Here is One:: http://translate.googleusercontent.com/translate_c?hl=en&prev=/search%3Fq%3Dcombat%2Bpower%2Bcp%2B750W%26hl%3Den%26safe%3Dactive%26biw%3D1245%26bih%3D669%26prmd%3Divns&rurl=translate.google.com&sl=de&u=http://www.au-ja.de/review-combat-power-cp-750w-xigmatek-go-green-nrp-pc702-14.phtml&usg=ALkJrhjVpgJwYoDl9T_MAAC8WtkLBM82Xg

To check the PSU.
Use a program to Monitor your Voltages (I use HWMonitor - If MB came with a utitliy that should work also). Down load and run Furmark in a window and monitor your +12V. Min Spec for the +12V is 11.4, but I prefer 11.6 as a min value.

If no problem with voltages, then down load prime95 and run it for 4->8 Hours to verify cpu/memory stability. CAUTION. for the 1st 15 minutes monitor your temps closely as this heats up the CPU more than games will. If confortable with themps after 15 minutes can leave and just periodically check.
PS I recommend doing this on any system.
 

rockyjohn

Distinguished
I know nothing about your PSU but found this review - although I also know nothing about the reviewer other than it presents no test data or facts - just impressions:

http://translate.google.com/translate?hl=en&sl=de&u=http://www.testberichte.de/p/dtk-tests/combat-power-cp-750w-testbericht.html&ei=BjNeTp2rDMjhiAKNlMCzBQ&sa=X&oi=translate&ct=result&resnum=5&ved=0CFIQ7gEwBA&prev=/search%3Fq%3Dcombat%2Bpower%2Bcp%2B750W%26hl%3Den%26rls%3Dcom.microsoft:en-us:IE-SearchBox%26prmd%3Divns

PSUs are one place you DON'T want to go cheap. Remember all the components in your system are dependent on it. Moreover, it goes beyond power as we normally think of it for equipment. In a PC, the power, precisely stepped down into very fine, minute amounts, is the lifeblood and neurons of the system, carrying millions of bits of data and driving hundreds of thousands of almost simultaneous calculations. You need good, clean power to make it all work. And a PSU that delivers it constantly, hour after hour, day after day, year after year. Billions and billions of calculations all dependent on clean power. In addition a bad power supply can fry the video card and other components.

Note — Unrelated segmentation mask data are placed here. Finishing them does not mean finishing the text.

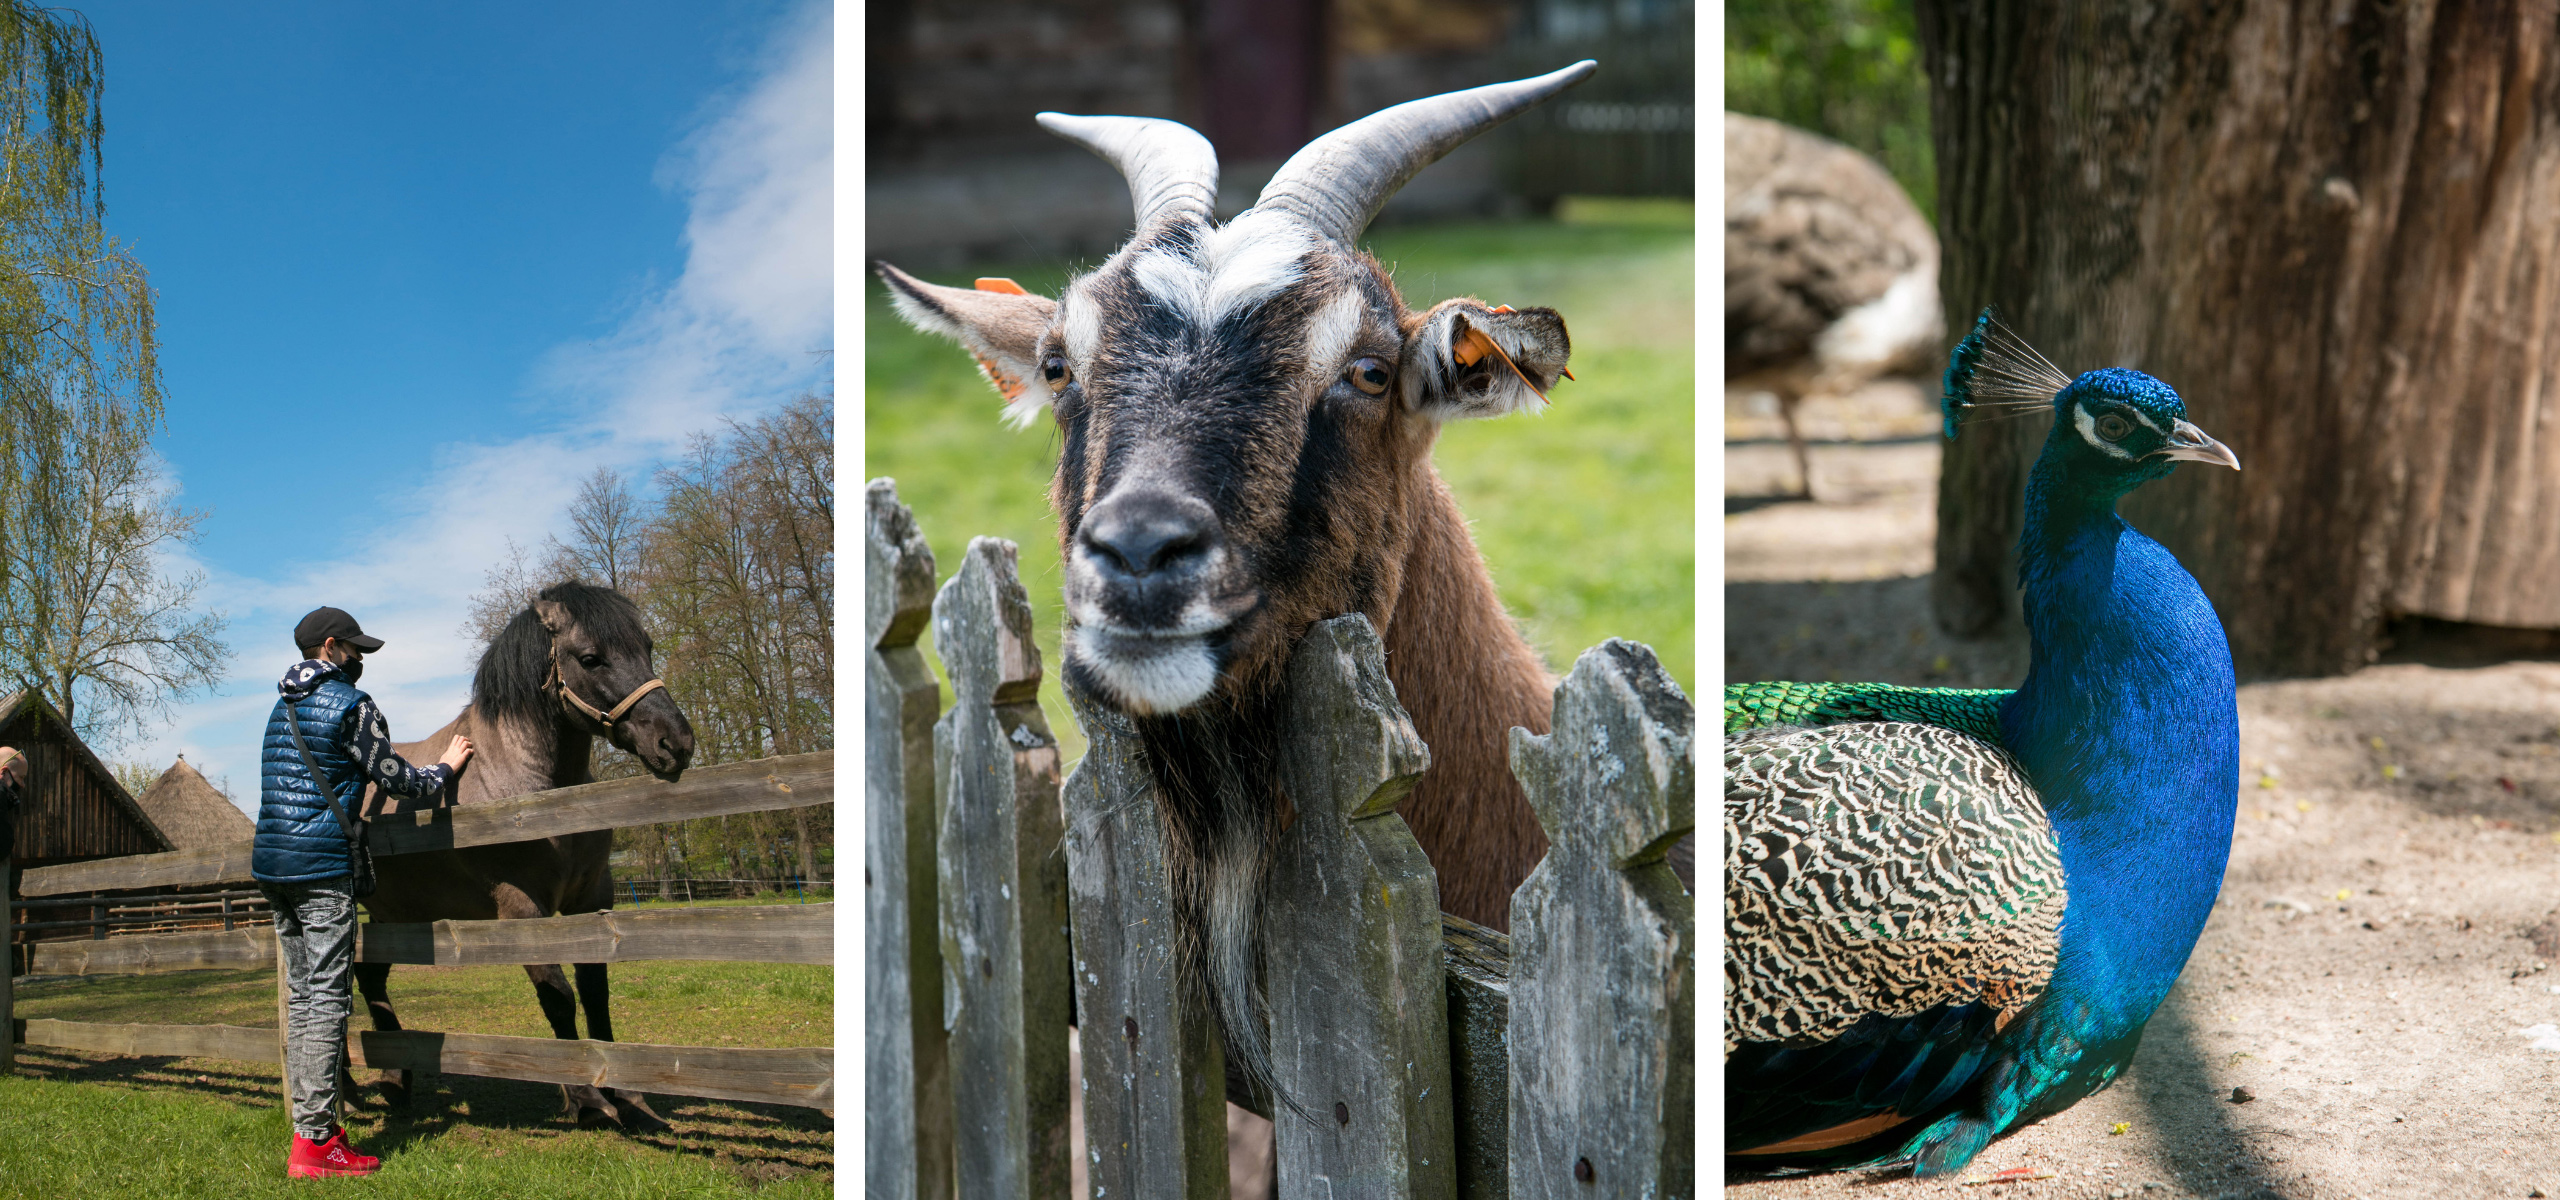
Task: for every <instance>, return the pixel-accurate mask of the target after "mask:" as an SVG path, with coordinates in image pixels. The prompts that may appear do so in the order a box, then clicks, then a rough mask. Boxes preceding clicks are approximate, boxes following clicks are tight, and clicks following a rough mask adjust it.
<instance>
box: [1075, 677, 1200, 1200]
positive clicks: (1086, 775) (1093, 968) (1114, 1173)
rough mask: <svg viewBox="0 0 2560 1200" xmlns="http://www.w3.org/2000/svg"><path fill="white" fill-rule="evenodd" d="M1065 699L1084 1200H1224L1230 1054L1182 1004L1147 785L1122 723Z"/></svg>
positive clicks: (1198, 1006) (1149, 786) (1178, 970)
mask: <svg viewBox="0 0 2560 1200" xmlns="http://www.w3.org/2000/svg"><path fill="white" fill-rule="evenodd" d="M1068 699H1070V701H1073V704H1075V722H1078V724H1080V727H1083V729H1085V739H1088V742H1085V757H1083V760H1078V762H1075V773H1073V775H1068V888H1070V896H1073V906H1070V916H1073V921H1075V1013H1078V1018H1080V1021H1083V1026H1080V1029H1078V1046H1080V1049H1083V1100H1085V1177H1088V1182H1091V1192H1088V1195H1096V1197H1106V1200H1108V1197H1114V1195H1129V1197H1178V1200H1206V1197H1224V1195H1226V1054H1224V1049H1221V1044H1219V1029H1216V1021H1211V1016H1208V1013H1206V1011H1203V1006H1198V1003H1190V998H1188V995H1185V993H1183V980H1180V967H1178V954H1180V947H1178V944H1175V916H1172V875H1170V870H1167V865H1165V824H1162V816H1160V814H1157V798H1155V778H1152V775H1149V770H1147V760H1144V750H1142V747H1139V739H1137V729H1134V727H1132V722H1129V716H1124V714H1119V711H1114V709H1108V706H1103V704H1096V701H1093V699H1091V696H1083V693H1078V691H1075V688H1070V691H1068Z"/></svg>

Another possiible source for your problem could be memory. Did you run memtest for at least 8 hours to test it? Its possible that you PC is running fine with low demands on memory, but when a game loads up the "back end" of the memory stack it runs into a problem.

http://www.pchelpforum.com/memory/58877-memtest86-how-download-run.html
 
Power consumption should come in around 650w. A quality 750w power supply should be plenty good to not be a problem. I searched for reviews on your CP 750w (had to use google translate) and one reviewer was only able to get 650w in a performance test. You could very well be bumping up against a power issue. You may want to see if you can get another PSU to test with...

On a different note... The X6 1090T is probably bottlenecking your GTX 590 if at stock speeds. Are you overclocked? If not, you would see a pretty big bump in performance going from the stock 3.2GHz to 3.8+ GHz. You will need an aftermarket CPU cooler to keep temps in check.